Emergic: Rajesh Jain's Blog

Emergic: Rajesh Jain's Blog header image 2

Amazon’s New Search

October 24th, 2003 · No Comments

Search is turning out to be a big focus area for many. Google’s success (it is now considering an online IPO auction that could value the company at more than USD 15 billion) has highlighted the importance of one of the key activities that we do on the Net. expect all kinds of specialised searches to be possible. One such initiative is by Amazon.

News.com reports on Amazon’s “Search Inside the Book” feature, which “allows you to search millions of pages to find exactly the book you want to buy. Now instead of just displaying books whose title, author, or publisher-provided keywords match your search terms, your search results will surface titles based on every word inside the book.”

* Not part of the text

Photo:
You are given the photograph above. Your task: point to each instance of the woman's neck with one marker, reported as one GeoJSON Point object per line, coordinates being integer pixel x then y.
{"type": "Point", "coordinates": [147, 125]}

What is interesting about this is that this is opening up the digital content that has remained invisible so far. Wired has more:

An ingenious attempt to illuminate the dark region of books is under way at Amazon.com. Over the past spring and summer, the company created an unrivaled digital archive of more than 120,000 books. The goal is to quickly add most of Amazon’s multimillion-title catalog. The entire collection is searchable, and every page is viewable.

The Amazon archive is dizzying not because it unearths books that would necessarily have languished in obscurity, but because it renders their contents instantly visible in response to a search. It allows quick query revisions, backtracking, and exploration. It provides a new form of map.

Getting to this point represents a significant technological feat. Most of the material in the archive comes from scanned pages of actual books. This may be surprising, given that most books today are written on PCs, e-mailed to publishers, typeset on computers, and printed on digital presses. But many publishers still do not have push-button access to the digital files of the books they put out. Insofar as the files exist, they are often scattered around the desktops of editors, designers, and contract printers. For books more than a few years old, complete digital files may be lost. John Wiley & Sons contributed 5,000 titles to the Amazon project — all of them in physical form.

Fortunately, mass scanning has grown increasingly feasible, with the cost dropping to as low as $1 each. Amazon sent some of the books to scanning centers in low-wage countries like India and the Philippines; others were run in the United States using specialty machines to ensure accurate color and to handle oversize volumes. Some books can be chopped out of their bindings and fed into scanners, others have to be babied by a human, who turns pages one by one. Remarkably, Amazon was already doing so much data processing in its regular business that the huge task of reading the images of the books and converting them into a plain-text database was handled by idle computers at one of the company’s backup centers.

The magic of the archive lies in the assumption that physical books are irreplaceable. The electronic text is simply an enhancement of the physical object. The Amazon projectrepresents a bold step toward the dream of a universal library.

A battle royale may be brewing in times to come between Amazon and Google:

With retail at the center of the Internet industry, Google is a key competitor because customers begin their online shopping trips at search engines that offer neat algorithms for comparing prices across multiple vendors. Everybody Yahoo!, eBay, AOL, Microsoft, and, of course, Amazon wants to be the site of first resort.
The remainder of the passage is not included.